A CBP spokesperson confirmed by email “that FTZ merchandise with a privileged foreign status date of before February 14, and during the time that the 15 percent Tranche 4A Section 301 duty was in effect, will be subject to the 15 percent duty when withdrawn from FTZ with a consumption entry.”
That position seems to be at odds the expectations of the FTZ industry. Before CBP issued its CSMS message, Marshall Miller, a lawyer with Miller & Company, recently noted that previous CBP guidance on the Section 301 tariffs said that when eligible FTZ goods are entered for consumption, the duty rate depends on the HTS subheading at that time. Miller, who is general counsel to the National Association of Foreign-Trade Zones, said in a later email after the CBP message went out that “merchandise admitted in PF status prior to February 14, 2020 will be subject to the higher 15% duty rate.”
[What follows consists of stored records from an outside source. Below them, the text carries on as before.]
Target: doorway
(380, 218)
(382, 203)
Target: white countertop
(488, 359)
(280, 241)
As a result, “clients should defer in-bond movements and FTZ admissions of List 4A merchandise until February 14, 2020 to take advantage of the reduced 7.5% duty rate,” Miller said. “As it is unclear how the ACE system will process these entries because the same HTSUS subheading is used for all China Section 301 List 4A merchandise, clients should also instruct their brokers and/or software provide[r]s to use the higher 15% rate for merchandise subject to China Section 301 List 4A duties with a PF election date prior to February 14, 2020 and validate Customs entry records." The NAFTZ did not comment.